Погода сошла с ума! Было не понятно, что сейчас, утро или вечер. Все было серым. Депрессия навалилась, словно каменная глыба и, не смотря ни на какие усилия скатываться, не желала. Свиридова позвонила на работу и взяла отгул. Дом затих, все ушли на работу. Перестали хлопать двери лифта, не собралась пока ребятня на детской площадке, только дождь дробно стучал в окно, навевая сон. Марина разделась и забралась под одеяло. Через несколько мгновений она уже спала, пытаясь сном излечиться от тоски. На губах ее появилась детская улыбка. Она снова была маленькой девочкой и стояла на краю оврага. Только что прошел дождь и огромная, в пол неба, радуга встала перед ней, тревожа яркими краскам душу. Казалось, что еще мгновение и она вступит на эту дугу и пойдет словно по дороге, к чему-то новому, неизвестному и очень хорошему. Но сон Марине досмотреть не дали. Ниже этажом что-то загрохотало, послышались мужские через чур громкие голоса и сон как рукой сняло. — Да что они там, с ума посходили? — С раздражением подумала она, пытаясь уснуть снова. Но у нижних соседей продолжали шуметь. Часа через полтора до нее дошло, что внизу переезд. Квартира стояла после смерти старенькой бабули почти год и ее наконец-то, по-видимому, продали.

Нижняя квартира стала для Марины постоянным раздражителем. Там начался ремонт, и в течение двух месяцев по подъезду несло краской, и доносился строительный шум. Наконец в квартире наступила относительная тишина. Относительная потому что вечерами, оттуда доносилась музыка. Нет! Не реп или тяжелый рок. Вполне приличная музыка. Шуберт, например или Бах. И заканчивались концерты не позже одиннадцати. Все вполне пристойно. Но Свиридову стало раздирать любопытство. Кто же там поселился? — размышляла она, моя лестничную площадку. Словно отвечая на ее не заданный вслух вопрос, из нижней квартиры вышел мужчина средних лет с ведром и двинулся к мусоропроводу. Марине удалось его рассмотреть. Он же, занятый своими мыслями, ее не заметил.
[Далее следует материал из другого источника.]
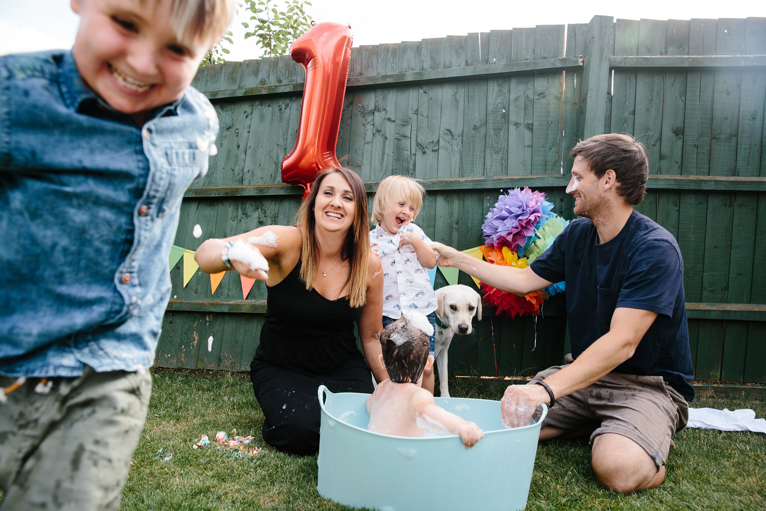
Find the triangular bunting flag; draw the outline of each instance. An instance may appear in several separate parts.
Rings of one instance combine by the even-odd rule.
[[[242,281],[242,300],[247,300],[247,295],[250,294],[250,290],[253,289],[255,279],[240,275],[240,280]]]
[[[426,273],[428,274],[428,280],[431,281],[431,287],[434,287],[434,283],[436,281],[436,267],[430,270],[426,268]]]
[[[176,263],[178,263],[178,260],[183,257],[184,252],[185,251],[186,249],[182,247],[176,247],[175,245],[173,245],[170,247],[170,255],[168,257],[168,262],[170,264],[171,270],[175,267]]]
[[[441,274],[447,279],[448,284],[454,286],[457,283],[457,274],[460,273],[460,270],[457,268],[447,268],[444,266],[440,266],[439,269],[441,270]]]
[[[218,284],[221,283],[221,279],[224,278],[224,275],[225,274],[225,270],[210,274],[210,290],[211,294],[215,294],[215,290],[218,289]]]
[[[194,252],[186,251],[184,252],[184,287],[189,283],[194,274],[199,267],[199,264],[194,260]]]
[[[482,258],[481,249],[483,247],[486,247],[486,245],[481,245],[480,247],[474,247],[473,248],[469,248],[466,251],[463,251],[463,254],[467,254],[468,255],[473,256],[473,257],[476,257],[476,259],[481,260],[481,258]],[[476,287],[481,289],[481,286],[479,283],[479,279],[476,278],[473,275],[469,275],[469,277],[470,277],[472,279],[473,279],[473,282],[476,283]]]

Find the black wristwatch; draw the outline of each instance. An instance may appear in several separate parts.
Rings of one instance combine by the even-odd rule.
[[[556,402],[556,398],[553,397],[553,391],[551,390],[551,388],[548,387],[548,384],[545,382],[535,382],[535,383],[538,385],[542,385],[542,388],[548,391],[548,395],[551,398],[551,404],[548,405],[548,408],[552,408],[554,404]]]

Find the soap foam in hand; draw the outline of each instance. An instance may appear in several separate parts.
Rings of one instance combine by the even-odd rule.
[[[269,270],[269,263],[255,248],[237,238],[229,248],[229,260],[236,260],[247,266],[250,270]]]

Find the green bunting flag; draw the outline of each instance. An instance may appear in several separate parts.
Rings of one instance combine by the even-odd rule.
[[[175,245],[173,245],[172,247],[170,247],[170,257],[168,257],[168,262],[170,263],[171,270],[175,267],[175,265],[178,264],[178,260],[183,257],[184,252],[185,251],[186,251],[185,248],[182,248],[181,247],[176,247]]]

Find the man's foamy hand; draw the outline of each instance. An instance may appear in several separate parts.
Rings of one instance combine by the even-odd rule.
[[[500,401],[500,417],[506,427],[528,426],[532,414],[545,402],[548,393],[542,385],[510,385]]]
[[[447,247],[443,243],[439,243],[438,241],[431,241],[428,245],[430,247],[431,250],[436,253],[436,265],[444,266],[445,267],[450,267],[454,266],[455,258],[459,257],[460,252],[455,250],[452,247]]]

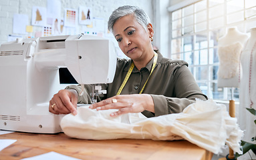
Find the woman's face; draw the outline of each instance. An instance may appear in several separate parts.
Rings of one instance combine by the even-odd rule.
[[[146,31],[134,15],[126,15],[116,21],[113,34],[119,47],[132,60],[143,61],[147,56],[151,56],[150,53],[153,50],[150,38],[154,34],[151,24]]]

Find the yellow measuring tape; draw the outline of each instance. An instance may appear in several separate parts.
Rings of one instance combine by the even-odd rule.
[[[149,79],[149,77],[151,75],[151,73],[153,72],[154,67],[156,67],[156,61],[157,61],[157,58],[158,58],[158,55],[157,55],[156,53],[154,53],[154,63],[153,63],[153,65],[152,66],[150,74],[149,75],[149,76],[148,77],[148,79],[146,79],[146,81],[145,82],[145,84],[144,84],[144,86],[143,86],[142,89],[140,90],[139,94],[142,93],[143,90],[145,88],[146,84],[148,82],[148,79]],[[127,81],[128,81],[128,79],[130,77],[130,74],[132,73],[132,71],[134,67],[134,63],[133,62],[132,62],[132,64],[131,64],[131,65],[130,65],[130,67],[129,68],[128,71],[126,73],[126,77],[125,77],[125,78],[124,79],[124,81],[122,83],[120,87],[119,88],[119,89],[118,91],[118,93],[116,93],[117,95],[120,95],[122,91],[123,90],[124,86],[126,85],[126,83],[127,83]]]

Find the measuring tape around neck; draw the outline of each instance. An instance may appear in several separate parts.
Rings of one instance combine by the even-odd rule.
[[[156,61],[157,61],[157,58],[158,58],[158,55],[157,55],[156,53],[154,53],[154,63],[153,63],[153,65],[152,66],[150,74],[149,75],[148,79],[146,79],[146,81],[145,82],[145,84],[144,84],[144,86],[143,86],[142,89],[140,90],[139,94],[142,93],[143,90],[145,88],[146,84],[148,82],[148,79],[149,79],[149,77],[151,75],[151,73],[153,72],[153,71],[154,69],[154,67],[156,67]],[[126,73],[126,77],[125,77],[125,78],[124,79],[124,81],[122,83],[121,86],[120,87],[120,88],[119,88],[119,89],[118,91],[118,93],[116,93],[117,95],[120,95],[122,91],[123,90],[123,89],[124,89],[124,86],[126,85],[128,80],[129,79],[130,75],[132,73],[132,71],[134,67],[134,63],[132,62],[132,64],[131,64],[131,65],[130,65],[130,67],[129,68],[128,71]]]

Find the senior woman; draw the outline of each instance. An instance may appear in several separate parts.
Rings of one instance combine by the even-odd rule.
[[[101,95],[91,109],[117,109],[110,116],[141,112],[147,117],[181,112],[195,99],[206,100],[188,64],[162,57],[153,49],[154,30],[148,15],[140,8],[123,6],[114,10],[108,21],[122,52],[130,59],[118,59],[112,83],[102,85],[106,95]],[[128,80],[127,80],[128,79]],[[92,86],[83,95],[80,86],[68,86],[49,101],[55,114],[77,114],[77,103],[91,103]]]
Через месяц Свиридова знала о соседе многое. Знала, что он курит трубку, какую музыку предпочитает, во сколько приходит и уходит с работы, и самое главное, что он одинок. — Почему бы и нет… — мечтала она. — Он хорош собой, прилично одевается, у нас похожие вкусы. Лицо достаточно приятное и, похоже, не дурак. Только как мне с ним познакомиться?

Сосед кивал соседям при встрече, вежливо придерживал перед женщинами подъездную дверь, но не более. За несколько месяцев жизни в новой квартире он ни с кем не сошелся. Его мысли были где-то далеко и по большому счету ему, по-видимому, было все равно где жить, лишь бы его никто не беспокоил.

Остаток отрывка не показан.